A racism renaissance?
Guest blogger Nora checking in…
I’m depressed. There’s so much stuff to talk about lately that I honestly don’t know where to begin. But it hit me, this morning as I was watching the news, that maybe I should talk about the fact that there’s so much to talk about.
Because it really does seem like there’s been a significant increase in blatant, obvious racism, sexism, and other forms of bigotry these days. Is it just me? I’m not talking about the institutionalized stuff; that never seems to fade. But suddenly we’ve got nooses all over the place, racially-motivated rape/torture, and miscarriages of justice so incontestable that even the national media (eventually) comments on it. We’ve got a national debate about immigration that pretty much amounts to “OMGWTFBBQ brown people everywhere!!eleventy1!!” We’ve got white presidential candidates openly snubbing debates and questions on PoC issues. We’ve got a black presidential candidate who has to be guarded by the Secret Service because he’s gotten so many racist death threats. (Meanwhile his opponents openly express amazement that he bathes and can talk.)
It’s been almost fifty years now since the start of the Civil Rights Movement. I count that time as the start of real, substantive US national dialogue about racial equality. For a brief few painful moments, the whole country talked about how to get along with each other: what not to say if you don’t want to piss people off, what not to do if you don’t want to get arrested or sued. During that time, blatant racism became societally frowned-upon. There was one immediate good result of this change: blatant racism diminished. There was also one very bad result: namely that a lot of people — not just white people — convinced themselves that racism had gone away.
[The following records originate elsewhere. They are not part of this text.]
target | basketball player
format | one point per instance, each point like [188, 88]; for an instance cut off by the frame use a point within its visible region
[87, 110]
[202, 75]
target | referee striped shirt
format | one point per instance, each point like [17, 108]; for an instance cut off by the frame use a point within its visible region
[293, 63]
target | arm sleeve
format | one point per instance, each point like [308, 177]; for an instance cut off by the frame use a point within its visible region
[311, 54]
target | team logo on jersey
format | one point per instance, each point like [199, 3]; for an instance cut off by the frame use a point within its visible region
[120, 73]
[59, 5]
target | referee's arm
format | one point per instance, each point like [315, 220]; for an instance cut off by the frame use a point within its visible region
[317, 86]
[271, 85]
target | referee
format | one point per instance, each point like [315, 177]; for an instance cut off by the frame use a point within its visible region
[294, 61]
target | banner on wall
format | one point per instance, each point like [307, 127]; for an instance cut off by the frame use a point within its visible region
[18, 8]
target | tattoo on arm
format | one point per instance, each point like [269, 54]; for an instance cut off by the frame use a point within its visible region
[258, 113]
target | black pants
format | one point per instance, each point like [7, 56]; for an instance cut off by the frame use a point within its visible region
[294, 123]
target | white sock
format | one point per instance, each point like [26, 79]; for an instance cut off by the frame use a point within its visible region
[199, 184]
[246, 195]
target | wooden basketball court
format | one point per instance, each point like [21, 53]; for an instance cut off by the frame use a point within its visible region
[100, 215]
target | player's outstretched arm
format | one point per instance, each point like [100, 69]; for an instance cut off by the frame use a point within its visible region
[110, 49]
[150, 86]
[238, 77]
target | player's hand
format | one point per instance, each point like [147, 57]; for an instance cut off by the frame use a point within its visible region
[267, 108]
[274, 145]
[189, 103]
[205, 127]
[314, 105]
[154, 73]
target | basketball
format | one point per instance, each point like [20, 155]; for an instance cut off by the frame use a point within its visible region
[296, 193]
That’s when things got weird. For one thing, the national dialogue all but stopped. With so many people declaring that racism was dead, it seemed strange to keep talking about it, so a lot of people went silent. For those who kept talking, a strange thing occurred: they became societally frowned-upon too. I can’t tell you how many times I’ve had friends, particularly friends of other races, apologize to me for mentioning race. Not for making racist remarks — for mentioning race. I bet it’s happened to you, too. WTF? Somehow, somewhere along the way, talking about race has become conflated with promoting racism. In polite conversation, even to acknowledge the existence of racism has become a gasp-inducing, cringe-worthy social faux pas — the new height of crudeness. Talking about race is scorned as political correctness; only comedians can really get away with it easily these days. (And, of course, we laugh at them.) Intellectuals creatively develop new ways to talk around it: it’s not racism, it’s the socioeconomolinguoxenoclassist complex! Motivational speakers and “tough talkers” cry: no excuses, enough with the victim mentality! And so on, and so on. Meanwhile, the national dialogue has all but stopped.
But of course, reports of racism’s demise have been greatly exaggerated. And lately, I’ve felt it getting worse.
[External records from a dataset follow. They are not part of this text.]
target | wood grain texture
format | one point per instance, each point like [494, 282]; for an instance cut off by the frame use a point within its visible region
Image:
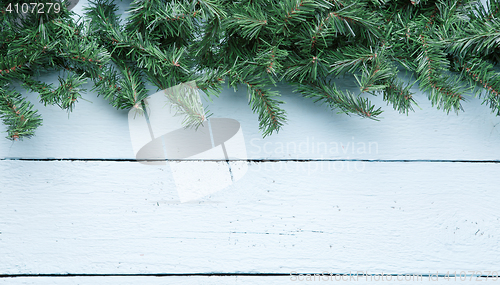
[97, 130]
[212, 280]
[124, 217]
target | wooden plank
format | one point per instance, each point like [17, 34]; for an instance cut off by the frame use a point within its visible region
[214, 280]
[125, 217]
[97, 130]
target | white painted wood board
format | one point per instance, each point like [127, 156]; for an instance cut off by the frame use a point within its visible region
[125, 217]
[111, 217]
[214, 280]
[97, 130]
I have no empirical evidence to back up this feeling — just my instincts, that sense of “race-dar” that most PoC develop somewhere in adolescence. My Spidey Senses are tingling more than usual. But at least I’m not the only one who’s noticed how our national dialogue on race has been gradually suppressed, whatever the result. There’s a new book out right now called Race Relations: A Critique, by Stephen Steinberg. I haven’t read this yet — there’s a waiting list at the library — but I just saw this review today. Some excerpts:
Steinberg insists on exposing the hypocrisy, careerism and outright dishonesty of much of the field of sociology, and identifies the individual and organizational offenders. Arguing that sociology has long provided “legitimacy for a racist order,” Steinberg shows how politicians like Bill Clinton touted questionable studies arguing that the African-American community needed only class, rather than race, based solutions.
Steinberg notes that subsuming race to class served the interest of both the left and right. Much of the left prefers class-based solutions, and views racially-specific programs like affirmative action as dividing the working class.
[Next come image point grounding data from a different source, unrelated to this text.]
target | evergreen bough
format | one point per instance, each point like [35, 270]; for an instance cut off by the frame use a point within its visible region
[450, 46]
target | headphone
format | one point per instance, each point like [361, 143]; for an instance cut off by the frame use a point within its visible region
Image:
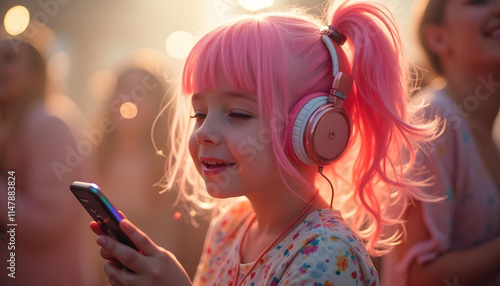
[319, 126]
The review goes on to explain more of what’s in the book, which apparently also contains a powerful condemnation of the rhetoric about immigration and assimilation, and how discussion of ethnicity has been suppressed in service to that political cause. But perhaps because the book’s author is a sociologist, he saves his most vehement criticism for the science — and politics — of sociology itself:
Steinberg sees the sociology field as facilitating what he calls “wishful thinking” about assimilation. This phrase might have become the book title, as Steinberg conclusively shows how elite “wishes” for a racially just society have become a substitute for the concrete actions necessary to achieve this result.
Obviously this book is now going to the top of my “to read” pile. I’ll report back once I’ve had a chance to check it out.
So anyway, here’s the question(s). Am I the only one who’s feeling that things are getting worse? Have any of you noticed an uptick in racism — the old-fashioned, impossible-to-rationalize kind — lately? What about an upsurge in other “isms”? Are things no worse than they’ve always been? Or are your Spidey Senses tingling too?